We ought always to give thanks to God for you, brethren, as is only fitting, because your faith is greatly enlarged, and the love of each one of you toward one another grows ever greater;

therefore, we ourselves speak proudly of you among the churches of God for your perseverance and faith in the midst of all your persecutions and afflictions which you endure.

This is a plain indication of God's righteous judgment so that you may be considered worthy of the kingdom of God, for which indeed you are suffering (II Thessalonians 1:3-5).



We are afflicted in every way, but not crushed; perplexed, but not despairing;

persecuted, but not forsaken; struck down, but not destroyed;

always carrying about in the body the dying of Jesus, that the life of Jesus also may be manifested in our body.

For we who live are constantly being delivered over to death for Jesus’ sake, that the life of Jesus may also be manifested in our mortal flesh (II Corinthians 4:8-11).


These are just a few of the Scriptures, which make it clear that if we are to partake of His life, we must also partake of his death.
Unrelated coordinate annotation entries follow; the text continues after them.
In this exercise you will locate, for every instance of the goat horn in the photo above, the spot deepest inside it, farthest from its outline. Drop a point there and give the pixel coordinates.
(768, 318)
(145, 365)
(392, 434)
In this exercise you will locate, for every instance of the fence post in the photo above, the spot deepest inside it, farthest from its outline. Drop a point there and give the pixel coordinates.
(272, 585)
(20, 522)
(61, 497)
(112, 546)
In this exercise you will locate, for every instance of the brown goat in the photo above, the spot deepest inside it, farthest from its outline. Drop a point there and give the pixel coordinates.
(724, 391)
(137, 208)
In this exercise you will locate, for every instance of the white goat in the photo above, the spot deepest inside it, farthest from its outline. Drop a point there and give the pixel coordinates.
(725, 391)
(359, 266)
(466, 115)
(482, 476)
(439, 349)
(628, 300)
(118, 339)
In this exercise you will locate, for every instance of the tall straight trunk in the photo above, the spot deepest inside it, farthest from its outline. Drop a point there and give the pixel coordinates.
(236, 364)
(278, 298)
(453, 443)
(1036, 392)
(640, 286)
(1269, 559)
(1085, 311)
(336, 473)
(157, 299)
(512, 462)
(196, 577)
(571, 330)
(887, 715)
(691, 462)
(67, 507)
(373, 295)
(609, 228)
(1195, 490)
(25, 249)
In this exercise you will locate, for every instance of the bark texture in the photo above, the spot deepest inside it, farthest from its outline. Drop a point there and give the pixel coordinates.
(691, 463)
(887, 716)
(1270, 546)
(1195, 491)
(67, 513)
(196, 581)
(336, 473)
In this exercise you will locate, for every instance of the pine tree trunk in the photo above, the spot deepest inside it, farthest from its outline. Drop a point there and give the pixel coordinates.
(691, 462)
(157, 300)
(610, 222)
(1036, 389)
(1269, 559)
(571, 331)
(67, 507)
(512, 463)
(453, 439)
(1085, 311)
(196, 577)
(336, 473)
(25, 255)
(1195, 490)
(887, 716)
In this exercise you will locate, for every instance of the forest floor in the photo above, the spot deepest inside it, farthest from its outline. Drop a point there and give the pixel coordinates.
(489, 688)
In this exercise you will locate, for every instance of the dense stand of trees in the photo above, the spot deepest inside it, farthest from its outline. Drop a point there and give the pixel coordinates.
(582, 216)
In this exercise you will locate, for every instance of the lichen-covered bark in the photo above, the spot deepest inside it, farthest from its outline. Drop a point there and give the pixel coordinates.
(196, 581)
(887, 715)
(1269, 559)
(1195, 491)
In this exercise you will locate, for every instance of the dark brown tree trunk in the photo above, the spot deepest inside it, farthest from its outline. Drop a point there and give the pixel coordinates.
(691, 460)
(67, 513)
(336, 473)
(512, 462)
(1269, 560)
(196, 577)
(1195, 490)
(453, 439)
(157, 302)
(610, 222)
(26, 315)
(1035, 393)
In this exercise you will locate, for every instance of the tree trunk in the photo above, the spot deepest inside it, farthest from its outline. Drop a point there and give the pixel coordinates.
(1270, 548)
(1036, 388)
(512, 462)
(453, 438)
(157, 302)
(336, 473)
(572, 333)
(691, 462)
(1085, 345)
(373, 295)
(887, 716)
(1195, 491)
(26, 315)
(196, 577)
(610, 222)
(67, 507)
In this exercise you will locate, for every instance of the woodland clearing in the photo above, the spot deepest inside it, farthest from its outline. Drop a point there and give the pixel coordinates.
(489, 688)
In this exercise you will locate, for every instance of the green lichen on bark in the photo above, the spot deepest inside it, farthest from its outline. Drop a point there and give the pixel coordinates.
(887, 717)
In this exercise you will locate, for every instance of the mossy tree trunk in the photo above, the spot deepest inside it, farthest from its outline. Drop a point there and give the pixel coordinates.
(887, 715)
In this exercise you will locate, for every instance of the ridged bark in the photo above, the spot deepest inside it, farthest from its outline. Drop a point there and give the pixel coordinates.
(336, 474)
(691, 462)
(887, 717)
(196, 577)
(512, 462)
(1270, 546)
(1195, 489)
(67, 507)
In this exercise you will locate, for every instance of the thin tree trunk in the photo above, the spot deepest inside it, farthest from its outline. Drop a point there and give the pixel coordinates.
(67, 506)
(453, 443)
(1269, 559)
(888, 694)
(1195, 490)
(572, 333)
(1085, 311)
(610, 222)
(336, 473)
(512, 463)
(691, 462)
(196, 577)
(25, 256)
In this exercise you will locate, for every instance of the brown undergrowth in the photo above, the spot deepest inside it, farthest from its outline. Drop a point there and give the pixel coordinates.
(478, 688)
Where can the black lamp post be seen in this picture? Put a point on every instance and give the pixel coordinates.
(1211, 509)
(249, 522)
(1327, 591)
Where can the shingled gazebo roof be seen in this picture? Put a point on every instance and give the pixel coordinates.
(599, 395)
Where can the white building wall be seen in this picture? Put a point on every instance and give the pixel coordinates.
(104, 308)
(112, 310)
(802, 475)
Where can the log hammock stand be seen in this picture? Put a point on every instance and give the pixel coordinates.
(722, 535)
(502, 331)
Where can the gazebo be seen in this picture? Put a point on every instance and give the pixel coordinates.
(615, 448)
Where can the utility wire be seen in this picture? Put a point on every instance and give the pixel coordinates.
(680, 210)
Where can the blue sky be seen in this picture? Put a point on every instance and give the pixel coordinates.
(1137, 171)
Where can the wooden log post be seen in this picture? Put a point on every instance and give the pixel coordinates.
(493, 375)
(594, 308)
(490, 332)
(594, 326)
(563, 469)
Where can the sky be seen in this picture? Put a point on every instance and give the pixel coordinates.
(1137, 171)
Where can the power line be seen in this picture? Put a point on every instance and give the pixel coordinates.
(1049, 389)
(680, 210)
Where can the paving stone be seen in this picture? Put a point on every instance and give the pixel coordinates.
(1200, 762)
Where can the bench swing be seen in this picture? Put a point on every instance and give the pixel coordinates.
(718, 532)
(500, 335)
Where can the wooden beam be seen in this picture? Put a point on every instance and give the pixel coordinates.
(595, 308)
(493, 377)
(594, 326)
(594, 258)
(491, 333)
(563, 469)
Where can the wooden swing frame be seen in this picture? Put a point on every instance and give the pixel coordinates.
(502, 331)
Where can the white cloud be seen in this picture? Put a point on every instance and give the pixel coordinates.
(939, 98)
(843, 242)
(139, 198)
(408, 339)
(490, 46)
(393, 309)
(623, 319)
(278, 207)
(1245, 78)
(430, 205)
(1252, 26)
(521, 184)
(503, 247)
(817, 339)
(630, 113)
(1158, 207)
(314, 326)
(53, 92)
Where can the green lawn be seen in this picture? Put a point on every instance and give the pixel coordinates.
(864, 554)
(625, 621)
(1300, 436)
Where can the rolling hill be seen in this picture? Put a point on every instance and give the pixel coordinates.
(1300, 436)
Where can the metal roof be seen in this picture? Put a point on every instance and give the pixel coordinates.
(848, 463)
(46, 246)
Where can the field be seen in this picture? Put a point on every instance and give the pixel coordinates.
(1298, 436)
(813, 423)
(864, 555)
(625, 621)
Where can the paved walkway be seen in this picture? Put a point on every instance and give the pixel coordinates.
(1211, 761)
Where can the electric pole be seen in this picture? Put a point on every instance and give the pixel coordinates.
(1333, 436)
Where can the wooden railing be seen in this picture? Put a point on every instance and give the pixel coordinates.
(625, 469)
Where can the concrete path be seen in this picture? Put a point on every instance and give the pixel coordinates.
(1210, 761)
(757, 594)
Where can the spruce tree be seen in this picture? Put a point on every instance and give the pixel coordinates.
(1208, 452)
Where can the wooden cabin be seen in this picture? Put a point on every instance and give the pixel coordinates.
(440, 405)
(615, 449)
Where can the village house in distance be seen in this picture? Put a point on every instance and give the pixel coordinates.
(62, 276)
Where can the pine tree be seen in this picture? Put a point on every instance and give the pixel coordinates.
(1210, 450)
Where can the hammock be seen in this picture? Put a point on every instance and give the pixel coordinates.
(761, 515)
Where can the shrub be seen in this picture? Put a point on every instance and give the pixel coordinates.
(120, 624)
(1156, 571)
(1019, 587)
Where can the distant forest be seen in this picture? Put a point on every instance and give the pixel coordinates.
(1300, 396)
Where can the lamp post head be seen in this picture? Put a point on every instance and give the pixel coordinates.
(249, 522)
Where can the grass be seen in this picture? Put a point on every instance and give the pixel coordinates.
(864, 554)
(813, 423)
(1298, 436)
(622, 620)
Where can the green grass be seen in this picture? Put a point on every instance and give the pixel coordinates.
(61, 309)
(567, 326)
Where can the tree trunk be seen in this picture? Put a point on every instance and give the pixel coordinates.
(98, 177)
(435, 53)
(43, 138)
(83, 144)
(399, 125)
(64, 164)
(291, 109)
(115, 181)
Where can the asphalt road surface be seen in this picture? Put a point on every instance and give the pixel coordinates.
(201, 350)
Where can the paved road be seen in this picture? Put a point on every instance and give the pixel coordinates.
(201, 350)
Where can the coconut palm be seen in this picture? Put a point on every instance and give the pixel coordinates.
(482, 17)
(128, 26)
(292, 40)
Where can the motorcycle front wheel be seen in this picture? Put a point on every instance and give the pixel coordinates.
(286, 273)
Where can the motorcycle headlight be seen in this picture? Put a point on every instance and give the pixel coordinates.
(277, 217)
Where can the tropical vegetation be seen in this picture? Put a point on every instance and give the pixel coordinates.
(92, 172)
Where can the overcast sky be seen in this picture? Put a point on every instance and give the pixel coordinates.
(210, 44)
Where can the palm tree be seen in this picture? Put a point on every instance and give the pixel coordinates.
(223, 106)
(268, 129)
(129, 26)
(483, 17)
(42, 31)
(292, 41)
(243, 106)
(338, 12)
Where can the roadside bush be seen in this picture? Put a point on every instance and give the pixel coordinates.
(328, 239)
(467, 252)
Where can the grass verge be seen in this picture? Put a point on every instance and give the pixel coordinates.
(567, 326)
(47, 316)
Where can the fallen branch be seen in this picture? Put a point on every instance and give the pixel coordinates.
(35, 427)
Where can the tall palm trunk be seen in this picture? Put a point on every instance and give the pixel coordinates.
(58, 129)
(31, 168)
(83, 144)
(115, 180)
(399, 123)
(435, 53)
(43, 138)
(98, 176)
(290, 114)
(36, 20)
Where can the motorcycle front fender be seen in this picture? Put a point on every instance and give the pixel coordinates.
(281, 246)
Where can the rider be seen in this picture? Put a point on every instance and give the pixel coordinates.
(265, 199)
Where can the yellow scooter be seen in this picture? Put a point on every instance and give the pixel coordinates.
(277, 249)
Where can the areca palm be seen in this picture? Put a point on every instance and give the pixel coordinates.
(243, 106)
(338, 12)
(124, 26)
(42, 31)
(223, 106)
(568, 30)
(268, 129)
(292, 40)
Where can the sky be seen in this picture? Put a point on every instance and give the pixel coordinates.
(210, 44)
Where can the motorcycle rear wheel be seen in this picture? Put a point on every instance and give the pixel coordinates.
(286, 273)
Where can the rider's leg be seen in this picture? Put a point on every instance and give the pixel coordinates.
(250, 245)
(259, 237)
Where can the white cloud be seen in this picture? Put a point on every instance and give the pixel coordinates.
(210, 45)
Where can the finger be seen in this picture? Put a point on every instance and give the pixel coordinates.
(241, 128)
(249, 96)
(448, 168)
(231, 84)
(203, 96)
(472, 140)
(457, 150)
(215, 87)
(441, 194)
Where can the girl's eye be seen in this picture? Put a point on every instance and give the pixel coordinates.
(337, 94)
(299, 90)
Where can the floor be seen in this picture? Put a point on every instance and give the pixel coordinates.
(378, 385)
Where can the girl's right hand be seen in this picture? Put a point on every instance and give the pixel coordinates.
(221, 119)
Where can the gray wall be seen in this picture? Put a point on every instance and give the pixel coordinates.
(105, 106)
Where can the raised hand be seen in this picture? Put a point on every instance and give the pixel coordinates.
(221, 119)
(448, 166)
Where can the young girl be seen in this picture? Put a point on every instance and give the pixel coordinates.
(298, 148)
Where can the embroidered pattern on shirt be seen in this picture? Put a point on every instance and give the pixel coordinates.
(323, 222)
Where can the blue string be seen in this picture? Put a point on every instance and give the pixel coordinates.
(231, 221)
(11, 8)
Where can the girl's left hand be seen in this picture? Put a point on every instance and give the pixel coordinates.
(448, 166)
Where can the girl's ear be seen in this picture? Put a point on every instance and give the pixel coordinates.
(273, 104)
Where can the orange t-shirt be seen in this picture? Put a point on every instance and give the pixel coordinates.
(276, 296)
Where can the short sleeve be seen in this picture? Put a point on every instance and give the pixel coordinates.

In the first century some of the people thought that if they would circumcise their flesh they would be right with God. But as the apostles taught, this was merely a ritual meant to symbolize that He requires the circumcision of our hearts. Some today point to the day of their immersion as the day they died with Jesus and were resurrected. Water baptism is important, but it too is but a ritual intended to symbolize the commitment to lay down our lives for Him.

Every ritual of our faith is just that—a ritual that is meant to symbolize a commitment of which the spiritual reality speaks. Water baptism was a ritual meant to symbolize a true commitment to lay down our lives for Him in order that we may also be raised with him. In Christ we must die in order to live. The Lord Jesus Himself testified:


If anyone wishes to come after Me, let him deny himself, and take up his cross and follow Me.

For whoever wishes to save his life shall lose it; but whoever loses his life for My sake shall find it (Matthew 16:24-25).


True Christianity is a life of daily sacrifice. True Christians die daily to their own desires in order to give themselves to the Lord’s purposes. True Christians are also ready to lay down their lives for the sake of the gospel whenever that may be required. Any other teaching is a false gospel and an enemy of the cross. Death separates the things that are natural from the things that are spiritual. To have a resurrection there must first be a death. If we want to walk in the resurrection life of Jesus, we must be willing to lay down our lives for Him, and we must seize every opportunity to do it.